Проникнутый этим грустным воспоминанием, Хлодомар сосредоточил всю свою нерастраченную силу любви на Регуэле, как и Габба на Мероэ. Было много общего между великаном германцем и уродливым карликом. Они сблизились и подружились. Они стали понимать друг друга с первого слова, и Хлодомар прочел в обращенном на него взгляде Габбы то же обещание, которое он сам себе дал – Регуэль никогда не должен узнать, что он отдал свою любовь недостойной лицемерной женщине. Пусть Дебора Регуэля будет похоронена навсегда в развалинах Бет-Эдена.
* * *Габба и Хлодомар вышли, чтобы при последних лучах солнца осмотреть окрестности. В последнее время часто слышались неподалеку голоса людей, бродящих по лесу.
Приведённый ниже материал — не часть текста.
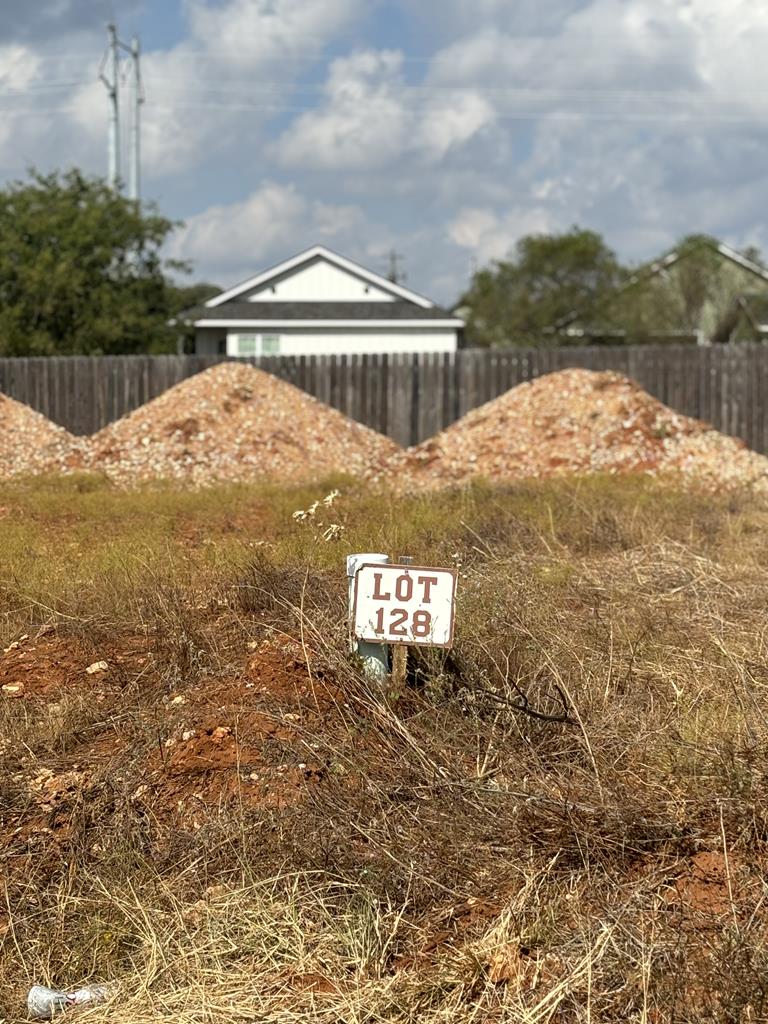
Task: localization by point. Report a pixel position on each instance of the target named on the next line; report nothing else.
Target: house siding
(340, 341)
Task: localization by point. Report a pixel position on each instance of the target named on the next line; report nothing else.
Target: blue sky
(446, 130)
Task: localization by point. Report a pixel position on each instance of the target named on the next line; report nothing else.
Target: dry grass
(562, 819)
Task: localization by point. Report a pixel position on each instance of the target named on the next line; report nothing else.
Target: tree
(184, 297)
(694, 290)
(81, 269)
(513, 302)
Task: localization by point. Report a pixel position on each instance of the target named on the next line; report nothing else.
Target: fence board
(410, 397)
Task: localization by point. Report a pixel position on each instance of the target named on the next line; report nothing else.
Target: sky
(443, 130)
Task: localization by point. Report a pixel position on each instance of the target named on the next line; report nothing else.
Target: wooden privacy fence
(411, 397)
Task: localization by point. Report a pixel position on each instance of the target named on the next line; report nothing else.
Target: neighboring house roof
(756, 308)
(659, 266)
(292, 312)
(295, 262)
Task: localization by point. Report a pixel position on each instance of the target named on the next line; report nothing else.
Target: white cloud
(236, 241)
(491, 236)
(363, 123)
(372, 118)
(212, 92)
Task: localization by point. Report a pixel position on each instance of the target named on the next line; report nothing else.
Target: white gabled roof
(327, 254)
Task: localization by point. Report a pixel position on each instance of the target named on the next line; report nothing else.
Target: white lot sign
(404, 604)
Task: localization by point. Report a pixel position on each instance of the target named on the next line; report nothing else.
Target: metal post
(109, 74)
(375, 656)
(399, 651)
(114, 111)
(134, 170)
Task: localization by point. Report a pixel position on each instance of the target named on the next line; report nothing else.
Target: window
(257, 344)
(248, 344)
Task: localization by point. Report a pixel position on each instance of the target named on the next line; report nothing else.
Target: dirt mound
(579, 421)
(245, 738)
(235, 423)
(31, 444)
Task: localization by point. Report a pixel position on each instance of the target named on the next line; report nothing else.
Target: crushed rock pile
(235, 423)
(579, 421)
(31, 443)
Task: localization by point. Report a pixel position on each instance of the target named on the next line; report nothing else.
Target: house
(321, 303)
(701, 291)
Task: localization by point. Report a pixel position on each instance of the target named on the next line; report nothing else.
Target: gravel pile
(579, 421)
(30, 443)
(235, 423)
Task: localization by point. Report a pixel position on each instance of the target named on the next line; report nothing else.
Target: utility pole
(110, 75)
(134, 176)
(111, 62)
(395, 274)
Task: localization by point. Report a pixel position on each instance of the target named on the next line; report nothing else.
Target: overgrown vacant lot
(562, 819)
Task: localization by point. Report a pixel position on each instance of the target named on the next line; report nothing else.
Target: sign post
(375, 655)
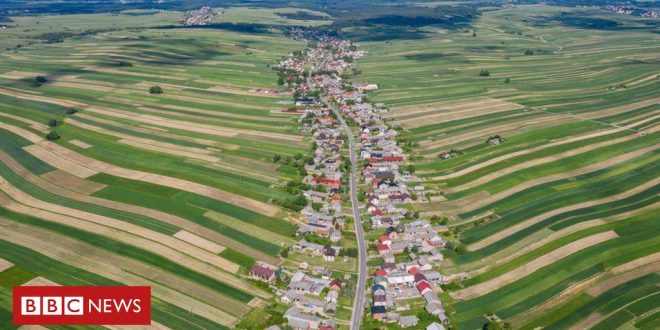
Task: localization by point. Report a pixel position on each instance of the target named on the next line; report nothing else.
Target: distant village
(199, 17)
(407, 250)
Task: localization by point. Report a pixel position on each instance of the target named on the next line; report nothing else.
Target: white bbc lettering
(30, 305)
(73, 306)
(52, 306)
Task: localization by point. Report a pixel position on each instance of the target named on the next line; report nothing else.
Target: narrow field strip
(538, 161)
(147, 212)
(163, 245)
(621, 278)
(461, 205)
(531, 221)
(72, 182)
(543, 237)
(524, 152)
(199, 241)
(48, 151)
(112, 266)
(529, 268)
(40, 281)
(4, 265)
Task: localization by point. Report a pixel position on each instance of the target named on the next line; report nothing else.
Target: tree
(410, 168)
(155, 90)
(52, 136)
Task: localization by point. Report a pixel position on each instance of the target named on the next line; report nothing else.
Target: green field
(577, 108)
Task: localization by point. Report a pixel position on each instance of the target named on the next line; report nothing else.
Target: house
(329, 253)
(408, 321)
(423, 287)
(299, 321)
(435, 326)
(433, 304)
(378, 312)
(263, 273)
(335, 285)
Розовый свет заходящего солнца пробрался сквозь щель у входа в темную пещеру, играл на стенах и покрыл живым румянцем лицо спящего Регуэля. Мероэ присела у его ложа и с детским любопытством следила за ровным дыханием Регуэля: он заснул спокойным сном, предвестником выздоровления. Но Мероэ не знала, что он болен, не знала, что он чужой; для нее это прекрасное лицо, то внезапно вспыхивающее, то мертвенно неподвижное, окруженное черными кудрями, было не что иное, как новая игрушка – гораздо лучшая, чем раковины и блестящие камешки, чем бьющиеся о песок рыбы и румяные плоды. Это была кукла, как та, которую отец Мероэ купил ей, когда был работником у римского торговца. Она была из пестрой глины и одета в блестящие лохмотья. Но глаза у куклы были неподвижные, а эти…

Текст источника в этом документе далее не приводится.